Whether either of them will use Twitter to practical effect remains to be seen, but it is interesting that both understand the significance of the medium. For anyone following the events right now in the Arab world, doing it via Twitter is a disturbingly different experience. Someone recently suggested to me that getting your news from the BBC is like having afternoon tea at the Ritz Hotel, brought to you on a trolley with a table cloth and in a silver kettle. Getting the news from Twitter is like drinking from a street fountain. It’s different, and you need to know how to do it, but you get something that is both more pure and at the same time less refined.
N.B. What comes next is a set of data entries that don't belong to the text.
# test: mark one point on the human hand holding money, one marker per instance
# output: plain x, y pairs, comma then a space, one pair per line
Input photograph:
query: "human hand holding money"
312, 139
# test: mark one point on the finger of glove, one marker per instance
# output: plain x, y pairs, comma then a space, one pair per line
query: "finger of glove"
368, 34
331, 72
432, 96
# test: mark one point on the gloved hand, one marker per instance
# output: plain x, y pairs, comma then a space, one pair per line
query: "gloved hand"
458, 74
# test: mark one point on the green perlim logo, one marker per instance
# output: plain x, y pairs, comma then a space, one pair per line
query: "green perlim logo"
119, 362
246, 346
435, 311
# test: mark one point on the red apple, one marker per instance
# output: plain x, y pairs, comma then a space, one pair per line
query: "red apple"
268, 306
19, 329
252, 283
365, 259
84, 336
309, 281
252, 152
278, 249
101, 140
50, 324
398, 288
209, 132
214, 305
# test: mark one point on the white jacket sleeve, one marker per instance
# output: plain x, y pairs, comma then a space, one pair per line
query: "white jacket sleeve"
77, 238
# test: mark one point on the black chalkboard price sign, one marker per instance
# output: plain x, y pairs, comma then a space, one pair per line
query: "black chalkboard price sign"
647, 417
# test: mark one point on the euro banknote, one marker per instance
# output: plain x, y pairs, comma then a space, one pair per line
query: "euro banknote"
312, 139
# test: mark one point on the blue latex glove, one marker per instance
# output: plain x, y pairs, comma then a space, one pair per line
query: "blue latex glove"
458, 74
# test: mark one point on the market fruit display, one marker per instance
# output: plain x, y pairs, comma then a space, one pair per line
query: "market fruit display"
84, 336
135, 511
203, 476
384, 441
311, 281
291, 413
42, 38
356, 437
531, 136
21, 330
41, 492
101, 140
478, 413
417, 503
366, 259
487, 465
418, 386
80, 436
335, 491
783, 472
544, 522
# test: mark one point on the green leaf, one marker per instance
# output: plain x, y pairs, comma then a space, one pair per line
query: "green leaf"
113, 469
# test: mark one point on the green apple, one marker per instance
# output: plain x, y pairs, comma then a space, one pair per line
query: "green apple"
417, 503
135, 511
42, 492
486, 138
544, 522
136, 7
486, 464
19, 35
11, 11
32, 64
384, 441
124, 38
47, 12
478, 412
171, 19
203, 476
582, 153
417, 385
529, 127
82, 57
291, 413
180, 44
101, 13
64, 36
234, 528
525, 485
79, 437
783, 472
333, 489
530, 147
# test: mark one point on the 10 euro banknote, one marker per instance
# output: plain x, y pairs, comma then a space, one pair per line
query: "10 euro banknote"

So for example, I have been following events in Libya on Twitter over the past 20 minutes. During the few minutes it has taken me to write this post up to here, a total of 420 tweets have come in about Libya. Some are sarcastic comments (one suggesting for example that the speech by Gaddafi’s son Saif was scripted by US far right columnist Glenn Beck), some are heartbreaking pleas by Libyan exiles hoping for news of loved ones, some are apparent comments from the current trouble spots, some are short pieces of analysis by news reporters, some are announcements by governments and agencies. Is it accurate? Well, the Twitter world is saying right now that Gaddafi has fled, perhaps to Venezuela. The major news sites seem to know nothing of that. By the time you may be reading this you’ll know, perhaps, what is true. So you cannot be sure about the precise accuracy of what you are reading, but you are getting the full force of the news, rumours and arguments swirling round the system. And you keep an eye on the source of what you are reading.
So what about the TCD election? Yes, it has its hashtag, but so far it lacks the sense of immediacy or the excitement that this should generate. Statements there are genteel rather than challenging, and in so far as the candidates are turning up (and not all of them are) they are massaging their voters rather than challenging them to think. But it’s a start, and it would be churlish of me not to say that I am quite impressed that Colm Kearney has gone out there and tried it. Maybe it’s a good sign and we can hope for a communications revolution in Irish higher education. That is what I have wanted to start, and someone needs to take it forward.